Is this too good to be true? U.S. inflation has fallen (latest August reading 2.5% y/y) yet the economy won’t quit despite higher interest rates. And the U.S. Federal Reserve has already started lowering rates with a 50-basis point cut last month.
If Canada is landing ‘softish’, what does that make the U.S. landing? No landing at all it seems for now. We assume that the U.S. economy will eventually cool down, but that’s been the story for a long time—the big slowdown is just around the corner. That corner just keeps getting further and further away.
Next Week: Labour Force Friday!
It’s always dangerous to release an economic outlook the day before new jobs data arrive. We dodged a bullet, as the Labour Force Survey results don’t come out until next Friday (it’s usually the first Friday of the month).
We’re looking for a couple things in next week's report for Canada. First, any sign that population growth—and hence labour force growth—is cooling. At the current rate of economic growth and job creation, the unemployment rate will keep rising. Second, will private sector job growth pick up? Over half of the recent year-over-year job growth in Canada has been in the public sector. We think that another soft jobs and inflation report paves the way for a 50-basis point Bank of Canada cut later this month.
In Alberta, the challenge of adding enough jobs to keep pace with population is even more acute. The population here is growing more than a full percentage point faster than the national average. In our latest forecast, we see the unemployment rate staying above 7% before easing to an average of 6.8% next year.
Next Week: The Calgary Economic Development 2025 Economic Outlook Conference
I’ll be presenting our latest forecast at the Calgary Economic Development 2025 Economic Outlook on October 8. More on that in next week’s Seven!
Interesting Fact…Slicing up the oil production pie
In our latest outlook, a big part of Alberta’s GDP growth this year is rising oil production, facilitated by the commissioning of TMX.
Oil production has been a key part of the Alberta economy since the Dingman No. 1 well struck oil in 1914, with production more than doubling since 2010 due to oil sands expansion. Alberta is not the only province that produces oil, but it is by far the largest. Canada produced about 5.1 million bbl/day in crude oil and equivalent in 2023 according to the Canada Energy Regulator, with the vast majority from Alberta at 84%, followed by Saskatchewan (9%) and Newfoundland (4%).

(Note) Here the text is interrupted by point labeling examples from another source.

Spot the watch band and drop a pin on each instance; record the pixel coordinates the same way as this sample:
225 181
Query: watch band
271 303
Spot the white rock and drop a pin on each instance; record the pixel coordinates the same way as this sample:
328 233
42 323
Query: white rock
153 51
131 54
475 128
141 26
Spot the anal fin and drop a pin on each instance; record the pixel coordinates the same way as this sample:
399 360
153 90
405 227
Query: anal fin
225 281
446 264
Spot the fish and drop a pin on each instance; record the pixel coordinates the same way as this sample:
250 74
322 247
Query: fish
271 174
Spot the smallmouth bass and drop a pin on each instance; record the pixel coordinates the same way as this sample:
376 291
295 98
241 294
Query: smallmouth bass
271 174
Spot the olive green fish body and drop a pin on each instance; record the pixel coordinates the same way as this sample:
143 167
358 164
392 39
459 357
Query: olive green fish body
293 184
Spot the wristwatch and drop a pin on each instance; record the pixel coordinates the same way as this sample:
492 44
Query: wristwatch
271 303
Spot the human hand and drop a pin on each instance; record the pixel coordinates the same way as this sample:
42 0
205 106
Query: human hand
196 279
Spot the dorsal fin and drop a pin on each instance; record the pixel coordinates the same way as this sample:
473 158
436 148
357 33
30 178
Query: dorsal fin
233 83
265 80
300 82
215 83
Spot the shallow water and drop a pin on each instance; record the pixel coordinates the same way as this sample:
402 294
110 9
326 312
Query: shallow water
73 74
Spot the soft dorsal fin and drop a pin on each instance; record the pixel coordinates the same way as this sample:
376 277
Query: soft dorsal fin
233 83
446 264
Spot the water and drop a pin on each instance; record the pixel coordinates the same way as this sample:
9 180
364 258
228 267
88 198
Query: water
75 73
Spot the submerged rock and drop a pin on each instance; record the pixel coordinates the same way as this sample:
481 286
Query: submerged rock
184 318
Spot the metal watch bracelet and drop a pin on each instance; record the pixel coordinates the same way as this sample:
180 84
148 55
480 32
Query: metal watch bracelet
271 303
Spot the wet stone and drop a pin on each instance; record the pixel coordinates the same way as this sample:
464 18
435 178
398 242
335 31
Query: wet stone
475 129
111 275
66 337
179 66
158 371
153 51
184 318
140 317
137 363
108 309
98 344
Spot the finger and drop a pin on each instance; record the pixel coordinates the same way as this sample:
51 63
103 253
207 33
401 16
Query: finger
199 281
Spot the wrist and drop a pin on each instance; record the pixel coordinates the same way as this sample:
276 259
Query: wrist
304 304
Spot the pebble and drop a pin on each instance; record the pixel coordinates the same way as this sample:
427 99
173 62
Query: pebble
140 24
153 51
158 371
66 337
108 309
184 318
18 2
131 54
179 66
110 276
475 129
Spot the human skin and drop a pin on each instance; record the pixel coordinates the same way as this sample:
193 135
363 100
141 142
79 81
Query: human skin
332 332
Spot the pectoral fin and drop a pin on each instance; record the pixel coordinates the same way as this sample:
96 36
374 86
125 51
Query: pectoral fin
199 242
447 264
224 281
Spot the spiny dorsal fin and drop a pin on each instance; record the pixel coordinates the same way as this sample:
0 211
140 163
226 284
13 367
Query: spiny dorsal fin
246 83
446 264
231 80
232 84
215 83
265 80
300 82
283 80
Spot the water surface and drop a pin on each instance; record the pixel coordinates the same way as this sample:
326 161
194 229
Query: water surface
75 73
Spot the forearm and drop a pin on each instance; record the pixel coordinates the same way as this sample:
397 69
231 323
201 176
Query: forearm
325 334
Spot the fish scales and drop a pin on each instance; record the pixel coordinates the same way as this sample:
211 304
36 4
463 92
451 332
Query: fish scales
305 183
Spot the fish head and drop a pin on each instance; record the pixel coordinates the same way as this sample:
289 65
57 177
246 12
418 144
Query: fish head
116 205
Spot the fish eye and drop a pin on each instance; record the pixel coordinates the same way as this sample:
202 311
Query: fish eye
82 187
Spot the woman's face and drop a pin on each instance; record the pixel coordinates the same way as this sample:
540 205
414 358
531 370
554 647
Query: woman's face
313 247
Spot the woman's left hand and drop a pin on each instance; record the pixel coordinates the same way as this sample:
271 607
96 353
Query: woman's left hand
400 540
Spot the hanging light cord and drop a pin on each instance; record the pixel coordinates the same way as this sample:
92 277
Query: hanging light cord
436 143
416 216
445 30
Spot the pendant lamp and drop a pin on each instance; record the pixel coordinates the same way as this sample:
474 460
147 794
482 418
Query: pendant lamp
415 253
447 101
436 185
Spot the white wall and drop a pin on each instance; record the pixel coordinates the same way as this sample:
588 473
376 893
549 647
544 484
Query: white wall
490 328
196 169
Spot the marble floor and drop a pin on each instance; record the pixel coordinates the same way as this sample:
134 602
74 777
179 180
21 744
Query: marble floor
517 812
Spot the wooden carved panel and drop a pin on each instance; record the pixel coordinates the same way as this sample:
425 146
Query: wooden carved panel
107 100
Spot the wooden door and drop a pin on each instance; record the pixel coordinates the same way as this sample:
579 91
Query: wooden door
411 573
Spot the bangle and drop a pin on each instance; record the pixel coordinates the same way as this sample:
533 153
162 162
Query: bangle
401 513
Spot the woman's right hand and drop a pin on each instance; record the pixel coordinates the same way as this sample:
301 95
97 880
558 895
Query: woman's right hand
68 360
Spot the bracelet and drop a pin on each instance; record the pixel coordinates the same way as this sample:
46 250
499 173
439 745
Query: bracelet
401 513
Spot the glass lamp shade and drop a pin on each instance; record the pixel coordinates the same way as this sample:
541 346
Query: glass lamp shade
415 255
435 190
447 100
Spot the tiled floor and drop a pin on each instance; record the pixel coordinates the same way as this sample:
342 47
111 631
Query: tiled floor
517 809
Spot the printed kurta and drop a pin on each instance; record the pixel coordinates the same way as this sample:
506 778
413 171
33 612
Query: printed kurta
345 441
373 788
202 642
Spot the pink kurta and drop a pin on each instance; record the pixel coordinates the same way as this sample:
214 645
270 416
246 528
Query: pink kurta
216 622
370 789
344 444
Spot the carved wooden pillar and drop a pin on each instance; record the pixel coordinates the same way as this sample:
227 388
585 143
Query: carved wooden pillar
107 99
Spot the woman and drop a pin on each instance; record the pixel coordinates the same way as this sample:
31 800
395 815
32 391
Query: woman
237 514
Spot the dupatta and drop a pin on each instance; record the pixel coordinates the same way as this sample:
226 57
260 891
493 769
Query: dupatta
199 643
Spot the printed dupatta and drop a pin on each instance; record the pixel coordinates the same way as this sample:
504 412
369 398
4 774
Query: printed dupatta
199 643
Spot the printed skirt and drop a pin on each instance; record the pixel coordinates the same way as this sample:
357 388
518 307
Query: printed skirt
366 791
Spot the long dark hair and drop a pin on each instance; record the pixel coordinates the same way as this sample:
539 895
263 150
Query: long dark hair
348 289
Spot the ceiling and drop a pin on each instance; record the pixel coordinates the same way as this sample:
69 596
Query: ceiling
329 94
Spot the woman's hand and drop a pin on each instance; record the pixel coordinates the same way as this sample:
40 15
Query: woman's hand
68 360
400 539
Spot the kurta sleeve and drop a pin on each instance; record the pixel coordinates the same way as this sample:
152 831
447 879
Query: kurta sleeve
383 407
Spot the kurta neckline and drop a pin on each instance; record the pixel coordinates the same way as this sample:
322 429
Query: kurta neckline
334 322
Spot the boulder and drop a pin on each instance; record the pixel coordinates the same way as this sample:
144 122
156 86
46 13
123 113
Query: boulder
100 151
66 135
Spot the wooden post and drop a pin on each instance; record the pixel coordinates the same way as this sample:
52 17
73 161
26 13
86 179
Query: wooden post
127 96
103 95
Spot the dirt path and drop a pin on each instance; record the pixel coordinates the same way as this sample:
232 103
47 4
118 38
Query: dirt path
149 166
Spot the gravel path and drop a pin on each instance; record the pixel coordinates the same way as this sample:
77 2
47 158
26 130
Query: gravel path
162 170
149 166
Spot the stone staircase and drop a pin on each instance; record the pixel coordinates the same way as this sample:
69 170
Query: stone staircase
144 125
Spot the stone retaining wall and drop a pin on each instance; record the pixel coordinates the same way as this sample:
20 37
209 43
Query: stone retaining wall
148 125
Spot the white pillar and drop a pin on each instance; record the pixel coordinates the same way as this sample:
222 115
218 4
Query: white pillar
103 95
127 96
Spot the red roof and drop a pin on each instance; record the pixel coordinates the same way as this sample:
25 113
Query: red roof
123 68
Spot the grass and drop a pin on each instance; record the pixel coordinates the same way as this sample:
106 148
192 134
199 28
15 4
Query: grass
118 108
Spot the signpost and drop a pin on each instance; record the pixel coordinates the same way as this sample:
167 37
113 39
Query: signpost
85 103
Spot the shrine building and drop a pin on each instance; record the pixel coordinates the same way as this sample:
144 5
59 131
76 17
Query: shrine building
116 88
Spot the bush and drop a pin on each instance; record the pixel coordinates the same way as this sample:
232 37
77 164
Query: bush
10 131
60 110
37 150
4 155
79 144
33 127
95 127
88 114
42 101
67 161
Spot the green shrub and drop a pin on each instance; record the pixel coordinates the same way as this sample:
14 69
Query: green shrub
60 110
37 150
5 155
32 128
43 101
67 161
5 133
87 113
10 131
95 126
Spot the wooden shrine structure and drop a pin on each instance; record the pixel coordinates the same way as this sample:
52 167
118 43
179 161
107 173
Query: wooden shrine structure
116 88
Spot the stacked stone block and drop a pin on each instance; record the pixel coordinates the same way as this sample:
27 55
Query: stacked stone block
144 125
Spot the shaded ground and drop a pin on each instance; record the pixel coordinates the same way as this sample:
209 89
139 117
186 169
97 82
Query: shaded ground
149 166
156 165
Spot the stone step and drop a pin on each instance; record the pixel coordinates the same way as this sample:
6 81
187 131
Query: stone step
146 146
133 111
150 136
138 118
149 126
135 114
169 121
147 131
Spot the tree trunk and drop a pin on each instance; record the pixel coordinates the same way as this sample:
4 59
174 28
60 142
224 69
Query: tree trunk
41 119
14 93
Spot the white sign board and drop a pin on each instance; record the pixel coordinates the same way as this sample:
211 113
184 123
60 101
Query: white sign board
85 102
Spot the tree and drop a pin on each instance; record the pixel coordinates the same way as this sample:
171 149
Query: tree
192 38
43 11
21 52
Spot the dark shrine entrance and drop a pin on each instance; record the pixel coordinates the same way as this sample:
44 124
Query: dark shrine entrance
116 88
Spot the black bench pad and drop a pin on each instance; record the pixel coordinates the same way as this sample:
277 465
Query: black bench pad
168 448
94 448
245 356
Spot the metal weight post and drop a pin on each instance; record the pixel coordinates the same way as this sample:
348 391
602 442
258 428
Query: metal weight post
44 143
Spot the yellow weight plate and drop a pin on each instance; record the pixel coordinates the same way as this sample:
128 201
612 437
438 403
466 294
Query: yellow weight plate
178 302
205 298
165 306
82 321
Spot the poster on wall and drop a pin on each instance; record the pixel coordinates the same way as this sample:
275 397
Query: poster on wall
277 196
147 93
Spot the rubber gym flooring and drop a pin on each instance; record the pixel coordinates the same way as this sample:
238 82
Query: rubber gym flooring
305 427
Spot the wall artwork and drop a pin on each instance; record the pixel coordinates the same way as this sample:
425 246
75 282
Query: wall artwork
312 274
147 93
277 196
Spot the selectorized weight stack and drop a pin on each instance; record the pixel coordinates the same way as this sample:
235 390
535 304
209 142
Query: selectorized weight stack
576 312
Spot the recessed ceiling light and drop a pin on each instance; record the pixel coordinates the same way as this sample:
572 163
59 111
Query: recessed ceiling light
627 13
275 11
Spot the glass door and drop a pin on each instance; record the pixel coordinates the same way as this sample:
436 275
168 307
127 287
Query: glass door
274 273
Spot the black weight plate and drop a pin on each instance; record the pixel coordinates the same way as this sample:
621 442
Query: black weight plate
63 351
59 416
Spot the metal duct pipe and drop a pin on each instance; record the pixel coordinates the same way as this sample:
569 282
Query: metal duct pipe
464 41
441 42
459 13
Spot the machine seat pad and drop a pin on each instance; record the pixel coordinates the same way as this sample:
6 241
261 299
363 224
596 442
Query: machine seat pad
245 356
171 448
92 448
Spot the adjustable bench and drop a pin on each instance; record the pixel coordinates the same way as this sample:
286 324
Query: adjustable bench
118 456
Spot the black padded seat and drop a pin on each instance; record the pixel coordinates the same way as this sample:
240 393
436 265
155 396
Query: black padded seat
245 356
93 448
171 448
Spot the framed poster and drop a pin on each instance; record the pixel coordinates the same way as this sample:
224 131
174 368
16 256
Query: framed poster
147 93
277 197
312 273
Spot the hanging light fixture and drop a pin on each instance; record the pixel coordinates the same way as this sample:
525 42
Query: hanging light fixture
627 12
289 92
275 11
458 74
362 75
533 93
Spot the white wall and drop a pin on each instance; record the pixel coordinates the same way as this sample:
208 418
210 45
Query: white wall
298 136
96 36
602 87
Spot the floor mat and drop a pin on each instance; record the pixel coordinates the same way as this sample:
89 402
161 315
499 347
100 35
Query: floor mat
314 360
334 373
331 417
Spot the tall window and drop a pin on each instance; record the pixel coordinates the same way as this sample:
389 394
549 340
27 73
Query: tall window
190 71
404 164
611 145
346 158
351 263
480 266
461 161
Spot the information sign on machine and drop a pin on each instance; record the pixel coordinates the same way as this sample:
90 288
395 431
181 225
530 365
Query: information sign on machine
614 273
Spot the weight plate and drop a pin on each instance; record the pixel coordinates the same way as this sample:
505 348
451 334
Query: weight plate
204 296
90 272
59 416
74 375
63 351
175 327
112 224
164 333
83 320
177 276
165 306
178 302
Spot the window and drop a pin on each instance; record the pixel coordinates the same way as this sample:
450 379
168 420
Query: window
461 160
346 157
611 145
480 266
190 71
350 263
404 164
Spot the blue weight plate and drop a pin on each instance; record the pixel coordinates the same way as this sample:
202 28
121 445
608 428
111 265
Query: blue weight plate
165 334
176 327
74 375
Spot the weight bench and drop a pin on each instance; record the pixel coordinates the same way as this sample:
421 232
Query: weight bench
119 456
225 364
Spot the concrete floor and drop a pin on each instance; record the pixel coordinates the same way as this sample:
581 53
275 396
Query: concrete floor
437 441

Chart of the Week: New day, new worries
In the second quarter, the Bank of Canada asked businesses what they were worried about. The data show an interesting trend over the past three years: fewer concerns about labour shortages and supply chain issues, but more concerns about ‘uncertainty’, policy/regulations, credit and sales. We think the greatest risk is geopolitical events, particularly the increased threat of protectionism and ongoing wars, which help inform our low/high scenarios.
Answer to the previous trivia question: The Sabres and Devils will begin the 2024-25 NHL regular season by facing off in a pair of games in Prague.
Today’s trivia question: Who wrote The General Theory of Employment, Interest, and Money?